Developments in Medicaid Managed Care Contracting, Profits

Some of the major competitors in for-profit Medicaid managed care have experienced unexpected losses, but they expect to remain profitable. Recently, Kentucky Spirit, owned by Centene, notified Kentucky Medicaid officials that it intended to terminate the contract effective July 5, 2013, one year before it expires. A company spokesperson stated that it had lost $120 million on the contract, claiming that its low bid was based on “bad information from the state.”

Governor Steve Bashear and Audrey Tayse Haynes, Secretary of the state’s Cabinet of Health and Family Services, responded that they intended to hold the company to its contract. So Kentucky Spirit has sued, seeking a declaration that it may terminate the contract. The company claims that the other two Medicaid managed care organizations (MCOs), Coventry Cares and WellCare, also have lost substantial sums because of mistakes made in the alleged rush to implement the program. Kentucky Spirit’s bid was significantly lower than the other MCOs—$311 per member per month, compared to Coventry Care’s $341 and WellCare’s $360.

As we reported earlier this year, Coventry Cares gave notice of termination to several hospitals and health systems, including Appalachian Regional Healthcare (ARH). A court ordered Coventry to continue with ARH until at least November 1, 2012. KentuckyOne Health, which formed in 2012 to operate St. Joseph Health System, Jewish Hospital, and St. Mary’s Healthcare, terminated its contracts with Coventry Cares. But Coventry must have decided to stay with Kentucky’s Medicaid program. It was one of the four successful bidders on the Medicaid managed care contract for the Louisville area, along with Humana, Passport, and WellCare. On October 26, 2012, Coventry announced that profits were down, but revenue was up; it has both cut costs and raised premiums in Kentucky. And its government business was enough to attract Aetna, which has agreed to acquire Coventry.

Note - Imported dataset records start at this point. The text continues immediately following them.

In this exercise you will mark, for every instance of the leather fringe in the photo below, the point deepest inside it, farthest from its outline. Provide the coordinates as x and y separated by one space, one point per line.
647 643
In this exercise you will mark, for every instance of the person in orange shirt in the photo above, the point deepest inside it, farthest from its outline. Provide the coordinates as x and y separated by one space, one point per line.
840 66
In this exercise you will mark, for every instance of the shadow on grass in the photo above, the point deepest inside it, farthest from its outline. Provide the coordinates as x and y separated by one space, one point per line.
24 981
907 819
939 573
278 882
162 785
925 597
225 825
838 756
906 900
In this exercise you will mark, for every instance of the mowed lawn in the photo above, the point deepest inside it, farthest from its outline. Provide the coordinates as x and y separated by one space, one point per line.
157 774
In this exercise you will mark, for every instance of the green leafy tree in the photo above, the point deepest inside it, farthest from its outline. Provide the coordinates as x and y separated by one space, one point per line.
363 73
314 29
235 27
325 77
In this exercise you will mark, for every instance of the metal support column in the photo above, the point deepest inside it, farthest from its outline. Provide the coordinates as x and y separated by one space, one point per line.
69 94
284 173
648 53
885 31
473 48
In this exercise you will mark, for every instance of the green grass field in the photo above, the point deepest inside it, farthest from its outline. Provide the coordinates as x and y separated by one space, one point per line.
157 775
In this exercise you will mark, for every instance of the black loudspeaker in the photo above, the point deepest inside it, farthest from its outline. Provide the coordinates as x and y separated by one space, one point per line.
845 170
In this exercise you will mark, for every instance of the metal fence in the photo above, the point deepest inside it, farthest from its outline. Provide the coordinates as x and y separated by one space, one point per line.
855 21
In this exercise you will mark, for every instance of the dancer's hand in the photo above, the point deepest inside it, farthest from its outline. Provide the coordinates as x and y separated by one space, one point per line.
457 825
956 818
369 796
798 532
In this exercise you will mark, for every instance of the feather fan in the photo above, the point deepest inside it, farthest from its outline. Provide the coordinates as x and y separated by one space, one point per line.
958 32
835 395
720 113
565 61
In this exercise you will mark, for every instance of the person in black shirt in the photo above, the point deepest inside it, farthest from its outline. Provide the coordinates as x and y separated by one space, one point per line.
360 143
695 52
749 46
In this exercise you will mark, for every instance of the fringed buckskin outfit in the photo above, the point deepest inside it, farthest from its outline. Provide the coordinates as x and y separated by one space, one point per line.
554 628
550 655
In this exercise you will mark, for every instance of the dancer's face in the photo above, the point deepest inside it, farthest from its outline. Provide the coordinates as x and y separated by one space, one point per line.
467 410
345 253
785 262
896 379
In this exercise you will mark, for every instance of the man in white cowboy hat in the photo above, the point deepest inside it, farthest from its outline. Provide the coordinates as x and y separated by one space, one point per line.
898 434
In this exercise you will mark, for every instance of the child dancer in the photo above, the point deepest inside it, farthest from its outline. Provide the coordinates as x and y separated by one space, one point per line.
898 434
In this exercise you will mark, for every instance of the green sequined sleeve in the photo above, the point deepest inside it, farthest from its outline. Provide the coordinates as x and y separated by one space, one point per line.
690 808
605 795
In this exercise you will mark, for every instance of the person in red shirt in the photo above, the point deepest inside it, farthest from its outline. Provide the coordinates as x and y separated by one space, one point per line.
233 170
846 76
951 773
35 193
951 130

WellCare also is profitable, though not as much as originally projected. On October 31, 2012, WellCare informed investors that its profits for the third quarter of 2012 did not meet expectations. The company stated two factors contributed to this outcome: (1) CMS’ disallowance of Georgia Medicaid’s planned payments to settle a dispute between the state, WellCare and other MCOs; and (2) an unacceptably high member benefit ratio (MBR) because of unexpected claims. Even so, WellCare is expanding to cover the Louisville region in Kentucky. Depending on the number of new enrollees from this fall’s open enrollment, WellCare expects its Medicaid premium revenue from Kentucky to be $675 million to $700 million next year.

WellCare is instituting a free fitness program for its Georgia Medicaid members and taking on a behavioral health carve-out to manage the care of Hawaii Medicaid beneficiaries with serious mental illness. It also has agreed to purchase United Health Care’s South Carolina Medicaid business.